Mr. Singh, in a statement to the press, stressed the need for the Tunisian authorities to preserve the gains and "arm themselves to face the challenges of the future."
He reminded the Government of its obligation to guarantee and protect academic freedom in a country where violence perpetrated by extremist religious groups has recently taken place in universities, and pointed to the disparities between urban and rural areas with regard to access to education.
The expert welcomed Tunisia's progress in the field of education since its independence in 1956, noting in particular the country's national laws on education and the level of access to primary education shown by "remarkable" school enrolment rates.

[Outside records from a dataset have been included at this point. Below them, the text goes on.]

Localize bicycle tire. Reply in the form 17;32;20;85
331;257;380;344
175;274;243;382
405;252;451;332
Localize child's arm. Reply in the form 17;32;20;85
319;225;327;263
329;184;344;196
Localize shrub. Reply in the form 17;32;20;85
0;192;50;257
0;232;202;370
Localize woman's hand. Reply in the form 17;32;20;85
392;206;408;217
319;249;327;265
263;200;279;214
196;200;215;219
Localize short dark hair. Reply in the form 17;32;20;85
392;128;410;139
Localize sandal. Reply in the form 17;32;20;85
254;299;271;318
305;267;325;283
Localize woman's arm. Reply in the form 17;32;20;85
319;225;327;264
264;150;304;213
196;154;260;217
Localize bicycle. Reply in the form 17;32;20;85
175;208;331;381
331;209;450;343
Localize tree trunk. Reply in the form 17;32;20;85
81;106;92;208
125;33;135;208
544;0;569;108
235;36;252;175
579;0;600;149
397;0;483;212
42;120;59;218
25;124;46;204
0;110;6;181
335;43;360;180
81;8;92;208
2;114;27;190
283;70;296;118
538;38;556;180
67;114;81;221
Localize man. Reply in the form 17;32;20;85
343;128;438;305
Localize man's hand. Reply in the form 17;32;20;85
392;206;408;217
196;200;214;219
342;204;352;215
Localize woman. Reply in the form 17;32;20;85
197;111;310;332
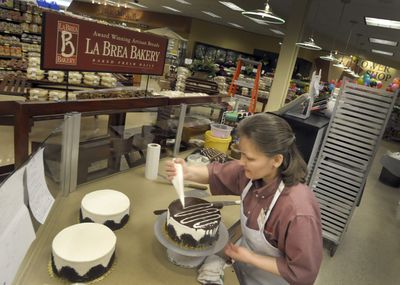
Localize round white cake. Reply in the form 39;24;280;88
52;223;117;282
80;189;130;230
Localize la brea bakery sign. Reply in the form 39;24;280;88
41;12;168;75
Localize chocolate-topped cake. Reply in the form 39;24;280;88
166;197;221;248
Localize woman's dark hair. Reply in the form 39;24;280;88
237;113;307;186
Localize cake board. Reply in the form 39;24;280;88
154;213;229;268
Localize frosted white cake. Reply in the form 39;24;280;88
80;189;130;230
52;223;117;282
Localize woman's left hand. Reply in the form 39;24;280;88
224;242;254;263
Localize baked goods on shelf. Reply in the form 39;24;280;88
165;197;221;248
76;87;154;99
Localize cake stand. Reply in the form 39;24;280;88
154;213;229;268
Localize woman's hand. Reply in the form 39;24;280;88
165;158;188;181
224;242;255;264
224;242;281;276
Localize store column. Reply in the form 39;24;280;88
266;0;312;111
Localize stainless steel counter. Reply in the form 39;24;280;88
14;156;239;285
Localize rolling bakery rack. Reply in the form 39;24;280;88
310;81;398;256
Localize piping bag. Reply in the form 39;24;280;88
172;163;185;208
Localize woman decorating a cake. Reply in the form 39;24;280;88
166;113;322;285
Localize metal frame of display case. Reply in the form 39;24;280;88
310;81;398;256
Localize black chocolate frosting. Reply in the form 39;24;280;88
51;252;115;282
168;197;221;230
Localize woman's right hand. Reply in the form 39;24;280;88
165;158;188;181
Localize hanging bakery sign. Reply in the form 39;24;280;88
41;12;168;75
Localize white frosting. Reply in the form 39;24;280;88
81;189;130;224
52;223;117;276
167;204;221;241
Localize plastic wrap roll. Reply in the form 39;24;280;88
144;143;161;180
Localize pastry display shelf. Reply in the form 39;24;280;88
0;18;23;24
0;96;226;167
0;55;22;59
27;79;107;90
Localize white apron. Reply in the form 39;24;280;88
233;180;289;285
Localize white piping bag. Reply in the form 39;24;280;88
172;163;185;208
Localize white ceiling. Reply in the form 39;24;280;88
74;0;400;69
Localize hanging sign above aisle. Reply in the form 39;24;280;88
41;12;168;75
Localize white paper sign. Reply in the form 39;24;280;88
0;205;36;285
26;148;54;224
0;167;25;231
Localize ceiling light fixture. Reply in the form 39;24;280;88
371;49;393;56
162;6;181;13
130;2;147;8
319;52;338;61
249;18;269;26
296;1;322;50
364;17;400;30
369;38;398;47
201;11;221;18
219;1;244;12
269;29;285;36
296;36;322;50
333;60;346;68
242;0;285;24
319;0;350;61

He also commended the important level of funding assigned to education, and was pleased to note that females account for almost two-thirds of students enrolled in secondary education.
Independent experts, or special rapporteurs, like Mr. Singh, are appointed by the Geneva-based Human Rights Council to examine and report back on a country situation or a specific human rights theme. They work in an independent and unpaid capacity.
Mr. Singh will present his final conclusions and recommendations of his 10-day visit to Tunisia to a forthcoming session of the Council.